Nel corso del procedimento lo stesso incolpato ha ammesso di aver tenuto le condotte addebitategli, con la conseguenza che il CDD, riconoscendone la rilevanza deontologica, ha inflitto all'incolpato la sanzione disciplinare della sospensione dall'esercizio della professione per due mesi.

L'incolpato ha impugnato dinanzi al Consiglio Nazionale Forense la decisione escludendo la sua responsabilità disciplinare e ritenendo in ogni caso di aver pagato i suoi debiti per compensazione con i crediti derivanti dalle condanne alla rifusione delle spese dei giudizi intercorsi con la moglie.
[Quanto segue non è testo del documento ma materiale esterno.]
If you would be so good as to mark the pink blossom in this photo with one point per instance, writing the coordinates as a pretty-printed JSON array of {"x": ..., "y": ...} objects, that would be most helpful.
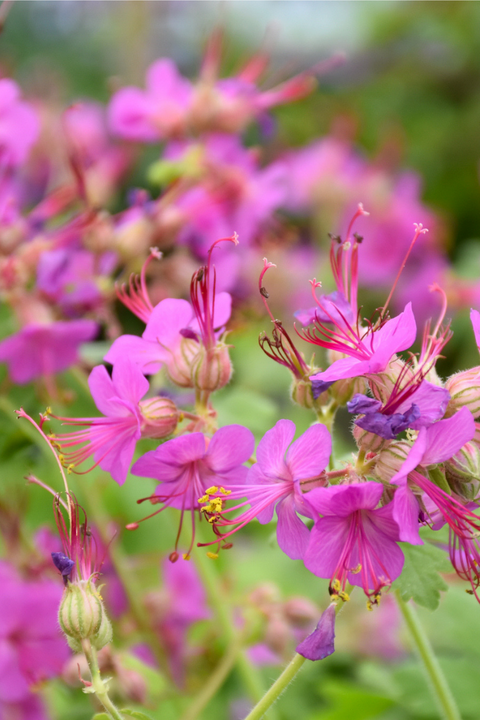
[
  {"x": 42, "y": 350},
  {"x": 353, "y": 540},
  {"x": 273, "y": 483}
]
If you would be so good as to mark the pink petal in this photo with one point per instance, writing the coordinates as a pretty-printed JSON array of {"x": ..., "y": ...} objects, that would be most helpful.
[
  {"x": 292, "y": 534},
  {"x": 309, "y": 455},
  {"x": 272, "y": 447},
  {"x": 149, "y": 356},
  {"x": 230, "y": 446},
  {"x": 446, "y": 437}
]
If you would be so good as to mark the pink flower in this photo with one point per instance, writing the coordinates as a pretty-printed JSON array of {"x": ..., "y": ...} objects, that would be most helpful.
[
  {"x": 112, "y": 439},
  {"x": 353, "y": 540},
  {"x": 273, "y": 483},
  {"x": 31, "y": 645},
  {"x": 19, "y": 125},
  {"x": 190, "y": 465},
  {"x": 157, "y": 112},
  {"x": 42, "y": 350}
]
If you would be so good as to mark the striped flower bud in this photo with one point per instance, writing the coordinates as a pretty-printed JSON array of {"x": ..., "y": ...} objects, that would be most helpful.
[
  {"x": 160, "y": 417},
  {"x": 82, "y": 616},
  {"x": 211, "y": 368},
  {"x": 464, "y": 388}
]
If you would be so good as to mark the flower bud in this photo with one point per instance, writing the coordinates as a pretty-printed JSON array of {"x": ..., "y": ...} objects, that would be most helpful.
[
  {"x": 83, "y": 617},
  {"x": 160, "y": 417},
  {"x": 179, "y": 366},
  {"x": 464, "y": 388},
  {"x": 369, "y": 441},
  {"x": 212, "y": 369},
  {"x": 391, "y": 459},
  {"x": 343, "y": 390}
]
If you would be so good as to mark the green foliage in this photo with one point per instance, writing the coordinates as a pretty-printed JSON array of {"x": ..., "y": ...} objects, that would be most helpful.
[{"x": 420, "y": 579}]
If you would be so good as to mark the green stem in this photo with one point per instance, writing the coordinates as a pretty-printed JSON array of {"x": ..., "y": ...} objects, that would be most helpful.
[
  {"x": 286, "y": 677},
  {"x": 98, "y": 685},
  {"x": 208, "y": 573},
  {"x": 438, "y": 682}
]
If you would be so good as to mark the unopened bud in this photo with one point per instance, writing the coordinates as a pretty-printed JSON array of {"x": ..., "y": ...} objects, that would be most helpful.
[
  {"x": 464, "y": 388},
  {"x": 160, "y": 417},
  {"x": 179, "y": 365},
  {"x": 391, "y": 459},
  {"x": 82, "y": 616},
  {"x": 367, "y": 441},
  {"x": 212, "y": 369}
]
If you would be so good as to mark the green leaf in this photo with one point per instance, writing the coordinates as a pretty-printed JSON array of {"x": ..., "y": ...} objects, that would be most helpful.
[
  {"x": 420, "y": 579},
  {"x": 135, "y": 714}
]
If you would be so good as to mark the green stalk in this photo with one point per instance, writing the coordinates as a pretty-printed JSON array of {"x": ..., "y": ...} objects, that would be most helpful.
[
  {"x": 438, "y": 682},
  {"x": 98, "y": 685},
  {"x": 286, "y": 677}
]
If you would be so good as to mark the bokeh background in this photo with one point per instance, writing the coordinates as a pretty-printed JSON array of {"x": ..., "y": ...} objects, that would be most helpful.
[{"x": 408, "y": 93}]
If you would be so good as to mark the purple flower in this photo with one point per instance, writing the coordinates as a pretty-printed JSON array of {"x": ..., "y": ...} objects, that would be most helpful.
[
  {"x": 157, "y": 112},
  {"x": 32, "y": 648},
  {"x": 112, "y": 439},
  {"x": 353, "y": 540},
  {"x": 434, "y": 445},
  {"x": 19, "y": 125},
  {"x": 42, "y": 350},
  {"x": 190, "y": 465},
  {"x": 320, "y": 643},
  {"x": 273, "y": 483}
]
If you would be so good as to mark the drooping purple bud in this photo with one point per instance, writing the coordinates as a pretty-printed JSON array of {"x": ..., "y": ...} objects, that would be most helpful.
[
  {"x": 319, "y": 386},
  {"x": 361, "y": 404},
  {"x": 388, "y": 426},
  {"x": 320, "y": 643},
  {"x": 64, "y": 564}
]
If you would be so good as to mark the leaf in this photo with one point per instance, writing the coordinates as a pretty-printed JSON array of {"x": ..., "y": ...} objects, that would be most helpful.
[
  {"x": 135, "y": 714},
  {"x": 420, "y": 579}
]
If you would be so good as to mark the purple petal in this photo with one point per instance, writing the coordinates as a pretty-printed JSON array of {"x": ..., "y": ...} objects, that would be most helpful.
[
  {"x": 475, "y": 319},
  {"x": 292, "y": 534},
  {"x": 149, "y": 356},
  {"x": 405, "y": 514},
  {"x": 309, "y": 455},
  {"x": 446, "y": 437},
  {"x": 362, "y": 404},
  {"x": 129, "y": 381},
  {"x": 272, "y": 447},
  {"x": 230, "y": 446},
  {"x": 166, "y": 321},
  {"x": 320, "y": 644}
]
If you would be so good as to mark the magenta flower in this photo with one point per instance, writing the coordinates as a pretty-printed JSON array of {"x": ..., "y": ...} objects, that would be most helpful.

La decisione del Consiglio Nazionale Forense

Quanto all'omesso pagamento delle obbligazioni nei confronti della moglie e dei figli il Collegio ha ritenuto la sussistenza dell'illiceità della condotta ascritta all'incolpato per una duplice ragione:

  1. sia perché ammesso dallo stesso incolpato,
  2. sia perché tale circostanza si evince dalla sentenza del Tribunale resa nel giudizio di opposizione al precetto per crediti alimentari impagati, spese di giustizia e somme oggetto di condanna ex art. 709 ter c.p.c. Al riguardo il Collegio ha rilevato che la stessa sentenza ha dichiarato la non compensabilità dei crediti asseritamente vantati dall'incolpato nei confronti della moglie con i debiti per assegni di mantenimento.

 In relazione al danneggiamento dell'autovettura il Consiglio ha rilevato come tale gesto, pur riconducibile a un moto di rabbia, costituisce una condotta riprovevole e indicativa di per sé di assoluta mancanza di autocontrollo.

Per di più la gravità della condotta risulta accentuata dalla circostanza di essere stata tenuta alla presenza dei due figli minori, ovviamente spaventati dal comportamento paterno. Infatti, proprio in conseguenza di tale episodio il Tribunale ha temporaneamente sospeso gli incontri padre-figli disponendo per questi ultimi un periodo di osservazione da parte degli operatori addetti al fine di valutare la ripresa dei rapporti con il genitore.

Per quanto riguarda il risarcimento del danno arrecato, che a dir del ricorrente sarebbe stato compensato con le condanne al risarcimento delle spese liquidate a carico alla moglie nei diversi procedimenti intercorsi tra i coniugi, diversamente da quanto asserito dal ricorrente, il Collegio ha evidenziato come in realtà tale ristoro non sia intervenuto in quanto i crediti opposti in compensazione derivano da una sentenza provvisoriamente esecutiva e secondo l'orientamento giurisprudenziale "un credito derivante da una sentenza provvisoriamente esecutiva non è opponibile in compensazione perché tale titolo può subire modificazioni a seguito dell'impugnazione in corso, mentre l'operatività dell'effetto estintivo presuppone il definitivo accertamento del credito da opporre in compensazione, e quindi non può derivare da statuizioni provvisorie" (cfr. Cass. Civ. 12.04.2011 n° 8338).

Per questi motivi il Consiglio Nazionale Forense ha respinto il ricorso.